Un des chefs d’œuvre méconnus de Colette.
Par son lyrisme inspiré par le spectacle de la nature et des fleurs, Flore et Pomone n’est pas sans rappeler certains textes des Vrilles de la vigne. Mais leur comparaison témoigne de l’approfondissement et de l’épure du style amorcé avec Chéri. Entièrement consacré aux jardins, ceux de l’enfance, de France et d’Italie, de Paris ou de Marrakech, Colette tente d’y saisir dans une prose poétique, énigmatique et cristalline, le mystère de la vie végétale : éclosion, croissance, avidité… Sous sa plume la jacinthe, la tulipe, la rose, le narcisse prennent vie. « Il n’y a qu’une bête ! » avait elle déclaré à son dernier mari Maurice Goudeket après avoir assisté à la projection au ralenti de la croissance d’une plante. Avec Pour un herbier, c’est sans doute un des plus beaux textes de Colette consacré aux fleurs et aux jardins.
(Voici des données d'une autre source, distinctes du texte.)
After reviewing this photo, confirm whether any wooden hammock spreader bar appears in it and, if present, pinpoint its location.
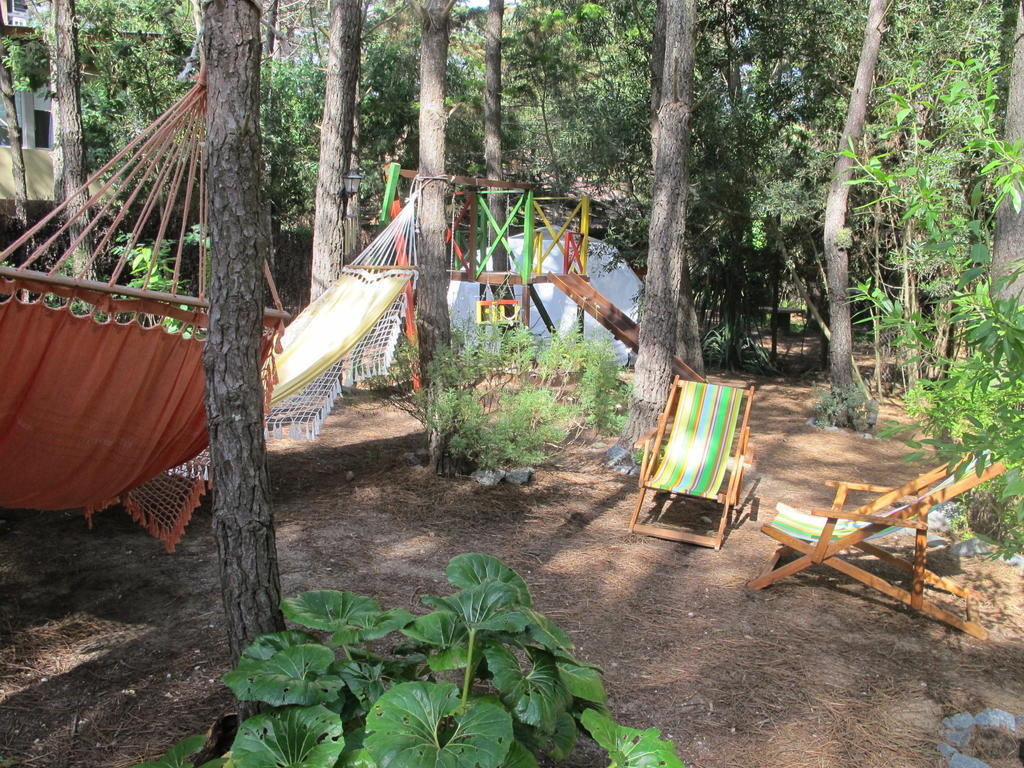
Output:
[398,168,534,191]
[0,266,291,328]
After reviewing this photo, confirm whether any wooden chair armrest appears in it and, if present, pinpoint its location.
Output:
[825,480,896,494]
[811,509,928,530]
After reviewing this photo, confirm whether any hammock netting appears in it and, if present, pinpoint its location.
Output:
[0,76,415,550]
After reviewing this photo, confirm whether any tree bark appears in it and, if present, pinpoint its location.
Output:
[309,0,362,300]
[413,0,452,471]
[204,0,285,684]
[49,0,89,274]
[481,0,509,272]
[824,0,887,409]
[0,32,29,228]
[992,2,1024,299]
[621,0,702,446]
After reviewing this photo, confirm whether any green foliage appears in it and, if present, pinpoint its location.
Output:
[814,384,879,432]
[382,328,626,469]
[137,553,682,768]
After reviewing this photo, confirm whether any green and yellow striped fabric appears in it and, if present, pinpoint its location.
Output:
[647,381,743,499]
[770,473,973,542]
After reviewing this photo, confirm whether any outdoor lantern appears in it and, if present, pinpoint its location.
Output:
[341,168,362,198]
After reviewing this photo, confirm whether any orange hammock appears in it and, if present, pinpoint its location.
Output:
[0,75,287,549]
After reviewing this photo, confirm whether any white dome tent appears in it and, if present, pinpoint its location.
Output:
[447,234,643,364]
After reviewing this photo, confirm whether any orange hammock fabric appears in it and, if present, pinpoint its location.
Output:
[0,298,207,518]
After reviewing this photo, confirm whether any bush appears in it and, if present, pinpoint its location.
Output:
[814,385,879,432]
[130,554,683,768]
[376,327,627,469]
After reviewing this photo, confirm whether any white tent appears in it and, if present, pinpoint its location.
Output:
[449,236,643,364]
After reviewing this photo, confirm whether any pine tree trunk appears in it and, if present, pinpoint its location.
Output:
[0,32,29,227]
[414,0,452,471]
[824,0,887,415]
[480,0,509,272]
[621,0,699,446]
[49,0,89,274]
[204,0,285,684]
[309,0,362,300]
[992,3,1024,299]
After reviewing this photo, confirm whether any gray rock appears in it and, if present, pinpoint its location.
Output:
[949,538,992,557]
[974,710,1017,732]
[936,741,959,760]
[470,469,505,485]
[505,467,534,485]
[928,502,959,534]
[949,752,991,768]
[942,712,974,731]
[604,445,630,467]
[1002,554,1024,568]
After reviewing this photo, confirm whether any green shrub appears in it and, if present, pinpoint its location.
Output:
[130,554,683,768]
[814,384,879,432]
[375,327,628,469]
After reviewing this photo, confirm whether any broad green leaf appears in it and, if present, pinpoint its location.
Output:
[366,682,512,768]
[582,710,686,768]
[231,707,345,768]
[281,590,387,645]
[435,582,528,632]
[242,630,317,658]
[223,644,341,707]
[332,662,387,705]
[502,741,539,768]
[483,644,572,733]
[135,734,206,768]
[331,608,415,645]
[401,610,469,672]
[444,552,534,607]
[558,662,608,703]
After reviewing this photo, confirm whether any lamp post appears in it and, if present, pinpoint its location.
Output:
[341,168,362,208]
[339,168,362,257]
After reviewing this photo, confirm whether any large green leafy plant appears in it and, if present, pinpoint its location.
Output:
[137,553,683,768]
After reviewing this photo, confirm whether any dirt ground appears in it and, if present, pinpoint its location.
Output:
[0,379,1024,768]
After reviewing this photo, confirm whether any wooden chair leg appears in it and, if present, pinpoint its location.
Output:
[630,485,647,534]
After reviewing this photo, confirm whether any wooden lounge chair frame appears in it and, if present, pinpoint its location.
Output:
[748,463,1006,640]
[630,376,755,550]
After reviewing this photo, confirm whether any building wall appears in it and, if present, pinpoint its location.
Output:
[0,146,53,200]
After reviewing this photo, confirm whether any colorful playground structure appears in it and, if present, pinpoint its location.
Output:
[380,163,703,381]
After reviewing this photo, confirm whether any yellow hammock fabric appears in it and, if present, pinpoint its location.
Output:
[270,267,414,404]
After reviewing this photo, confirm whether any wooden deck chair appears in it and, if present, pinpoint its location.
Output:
[630,376,754,549]
[748,462,1006,639]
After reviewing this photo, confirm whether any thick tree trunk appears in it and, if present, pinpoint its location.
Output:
[621,0,700,446]
[992,3,1024,299]
[824,0,887,409]
[204,0,285,684]
[0,32,29,227]
[414,0,452,471]
[309,0,362,300]
[49,0,89,274]
[481,0,509,272]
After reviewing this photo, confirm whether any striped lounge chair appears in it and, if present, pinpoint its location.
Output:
[630,376,754,549]
[748,462,1006,639]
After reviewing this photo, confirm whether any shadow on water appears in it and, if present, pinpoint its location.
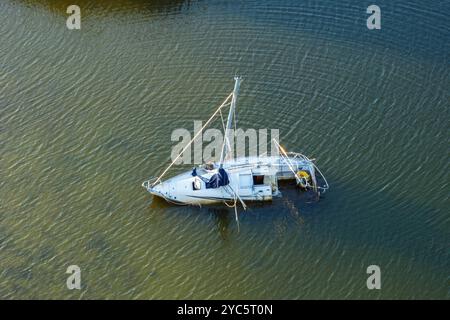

Située 76 rue du Faubourg-Saint-Honoré, la galerie fondée par Jean Charpentier puis reprise à partir de 1941 par Raymond Nacenta présentait chaque année une ou deux expositions d’artistes contemporains. Colette collabora très fréquemment avec la galerie dans les années 40 en préfaçant plusieurs catalogues ou en rédigeant des textes inédits luxueusement illustrés et édités par la Galerie parmi lesquels Flore et Pomone réalisé à partir d’aquarelle de Pierre Laprade (1875-1931), artiste un temps formé par Bourdelle puis menant une carrière solitaire qui l’amena à côtoyer de nombreuses avant-gardes sans y adhérer pleinement. Pierre Laprade étant décédé en 1931, on ne s’étonnera donc pas de l’apparent décalage entre le texte de Colette et les illustrations qu’elle dut sans doute choisir avec l’éditeur parmi des aquarelles préalablement réalisées et principalement inspirées par l’Italie. Là où le regard de l’écrivaine s’arrête avec minutie sur la forme d’une fleur, celui de Laprade semble s’échapper vers un lointain dans une fumée blanche teintée de gris et de vert qui confère à ses compositions une grande nostalgie.